GZ-54-09  PF-26-11   OL-70-95     IV-43-14    HX-52-76     33-DD-77    GI-95-00   38-83-CQ
 ER-73-98   UC-70-23, EN-15-30   etc., etc., etc.

Não sei porquê, tenho boa capacidade para fixar matrículas de carros.
Uns são ou foram meus; outros de amigos ou parentes, outros ainda de pessoas que nem conheço.
Vendo um carro várias vezes (não têm que ser muitas) na mesma rua ou nas proximidades, acabo por fixar a matrícula.

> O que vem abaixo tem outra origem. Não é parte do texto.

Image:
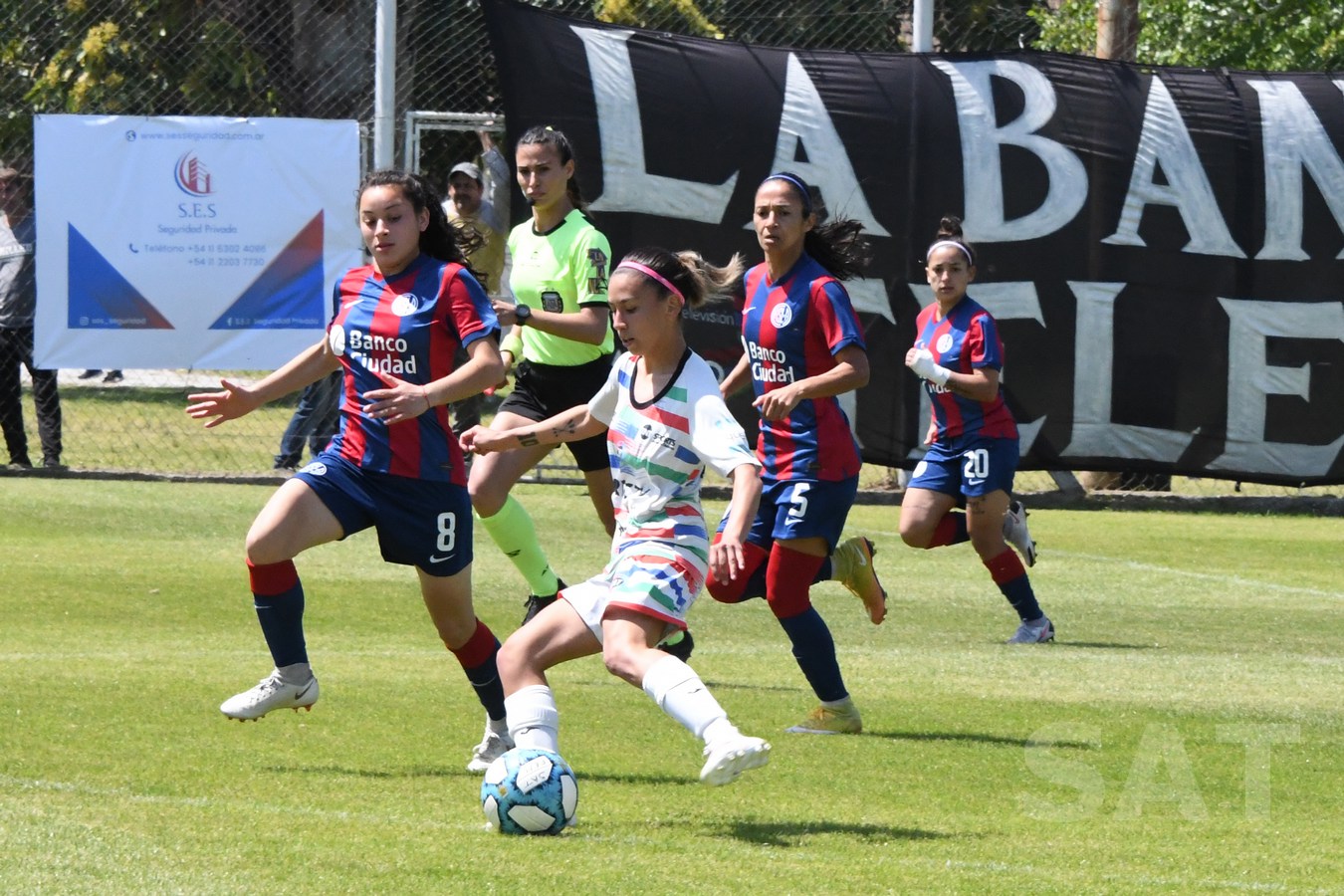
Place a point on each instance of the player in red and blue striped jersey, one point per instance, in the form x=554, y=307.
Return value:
x=803, y=348
x=974, y=439
x=395, y=465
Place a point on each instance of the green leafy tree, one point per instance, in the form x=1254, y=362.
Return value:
x=1290, y=35
x=682, y=16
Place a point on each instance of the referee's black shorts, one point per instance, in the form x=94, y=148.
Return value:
x=545, y=389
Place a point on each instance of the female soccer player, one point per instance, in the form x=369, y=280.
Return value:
x=803, y=348
x=974, y=449
x=563, y=344
x=394, y=464
x=664, y=421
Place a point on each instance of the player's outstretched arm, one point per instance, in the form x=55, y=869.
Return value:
x=566, y=426
x=726, y=559
x=235, y=400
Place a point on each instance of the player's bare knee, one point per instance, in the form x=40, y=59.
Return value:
x=511, y=660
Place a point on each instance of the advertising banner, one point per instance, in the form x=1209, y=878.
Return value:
x=190, y=242
x=1163, y=247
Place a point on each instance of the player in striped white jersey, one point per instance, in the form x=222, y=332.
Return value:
x=665, y=421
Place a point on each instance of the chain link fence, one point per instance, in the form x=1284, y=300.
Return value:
x=315, y=58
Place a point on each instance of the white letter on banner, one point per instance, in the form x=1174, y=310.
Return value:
x=1167, y=140
x=1012, y=300
x=1250, y=379
x=980, y=158
x=1094, y=357
x=626, y=184
x=805, y=119
x=1293, y=138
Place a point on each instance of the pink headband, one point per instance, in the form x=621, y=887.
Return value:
x=645, y=269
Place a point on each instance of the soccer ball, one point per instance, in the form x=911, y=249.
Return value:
x=530, y=791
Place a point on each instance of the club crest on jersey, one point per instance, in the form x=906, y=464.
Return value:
x=406, y=304
x=336, y=340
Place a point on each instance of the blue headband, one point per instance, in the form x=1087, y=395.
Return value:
x=795, y=181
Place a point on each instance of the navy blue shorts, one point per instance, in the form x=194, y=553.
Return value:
x=801, y=510
x=542, y=391
x=972, y=468
x=421, y=523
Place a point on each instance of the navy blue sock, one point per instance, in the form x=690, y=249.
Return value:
x=814, y=650
x=490, y=689
x=281, y=618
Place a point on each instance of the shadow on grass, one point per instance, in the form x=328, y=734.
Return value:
x=378, y=774
x=737, y=685
x=960, y=737
x=794, y=833
x=1106, y=645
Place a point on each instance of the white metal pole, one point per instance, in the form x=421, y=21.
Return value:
x=384, y=84
x=921, y=27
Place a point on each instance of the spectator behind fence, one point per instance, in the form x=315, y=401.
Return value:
x=480, y=204
x=315, y=422
x=563, y=344
x=394, y=466
x=112, y=376
x=18, y=305
x=803, y=349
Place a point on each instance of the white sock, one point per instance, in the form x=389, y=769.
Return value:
x=295, y=673
x=680, y=693
x=533, y=718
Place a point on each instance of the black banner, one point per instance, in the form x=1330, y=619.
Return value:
x=1163, y=247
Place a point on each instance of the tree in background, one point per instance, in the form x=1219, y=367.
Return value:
x=1258, y=35
x=682, y=16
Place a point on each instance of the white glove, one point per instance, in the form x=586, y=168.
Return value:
x=925, y=367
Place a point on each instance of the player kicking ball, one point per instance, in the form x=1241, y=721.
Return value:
x=665, y=421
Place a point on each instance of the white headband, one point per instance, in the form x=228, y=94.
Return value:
x=965, y=250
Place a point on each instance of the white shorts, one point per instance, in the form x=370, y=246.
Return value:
x=652, y=577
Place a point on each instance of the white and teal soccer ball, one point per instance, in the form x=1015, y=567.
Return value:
x=530, y=791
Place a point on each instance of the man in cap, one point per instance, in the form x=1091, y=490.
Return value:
x=481, y=204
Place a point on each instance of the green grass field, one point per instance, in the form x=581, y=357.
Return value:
x=1182, y=737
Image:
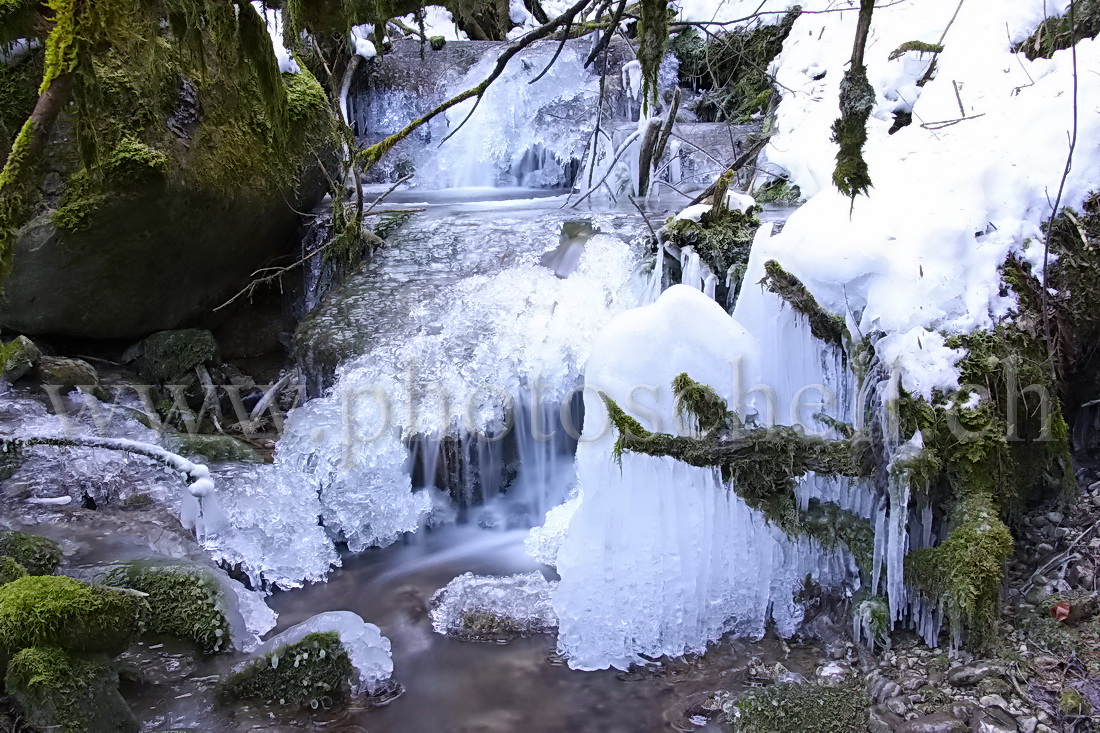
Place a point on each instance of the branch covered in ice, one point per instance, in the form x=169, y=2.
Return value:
x=824, y=325
x=199, y=483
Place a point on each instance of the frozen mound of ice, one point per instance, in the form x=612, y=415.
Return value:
x=660, y=557
x=494, y=608
x=366, y=647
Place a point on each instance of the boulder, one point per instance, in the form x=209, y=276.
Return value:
x=68, y=692
x=22, y=356
x=185, y=600
x=166, y=357
x=64, y=612
x=67, y=373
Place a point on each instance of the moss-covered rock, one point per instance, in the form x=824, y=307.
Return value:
x=800, y=708
x=67, y=373
x=306, y=673
x=184, y=600
x=74, y=693
x=21, y=354
x=166, y=357
x=722, y=238
x=176, y=108
x=218, y=448
x=10, y=570
x=67, y=613
x=37, y=555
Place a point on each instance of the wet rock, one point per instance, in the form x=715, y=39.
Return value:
x=882, y=720
x=881, y=688
x=834, y=673
x=67, y=692
x=994, y=719
x=64, y=612
x=217, y=448
x=67, y=373
x=166, y=357
x=939, y=722
x=970, y=675
x=23, y=357
x=964, y=710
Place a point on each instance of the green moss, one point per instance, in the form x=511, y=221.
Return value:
x=730, y=67
x=80, y=199
x=1071, y=702
x=1057, y=33
x=37, y=555
x=68, y=613
x=919, y=46
x=799, y=708
x=10, y=570
x=307, y=673
x=824, y=326
x=966, y=570
x=722, y=238
x=779, y=192
x=184, y=601
x=133, y=161
x=67, y=692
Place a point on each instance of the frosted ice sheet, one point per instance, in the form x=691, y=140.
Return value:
x=367, y=648
x=494, y=608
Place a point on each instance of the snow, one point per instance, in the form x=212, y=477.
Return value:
x=274, y=20
x=948, y=204
x=660, y=557
x=362, y=41
x=366, y=647
x=518, y=604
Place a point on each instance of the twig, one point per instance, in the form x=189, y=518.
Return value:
x=1054, y=209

Isto não tem valor nenhum mas às vezes não deixa de ter a sua graça. Por exemplo, encontrar um carro com uma matrícula a seguir ou a antecedente a centenas de quilómetros do sítio estava o carro meu conhecido.
Decoro as matrículas de carros estranhos ou porque as vejo muitas vezes ou porque elas me dizem alguma coisa. Está uma aí em cima que fixei apenas porque se refere à Estrada Nacional n.º 15, e ao Km 30, que é onde fica Penafiel (e eu morei perto).
Enfim, nada de perigoso nisto, não ando a fazer uma base de dados para isto.
É só curioso.
A imagem foi retirada daqui, onde se descreve uma colecção de chapas de matrícula de vários países. Cheguei a ter algumas ainda em metal.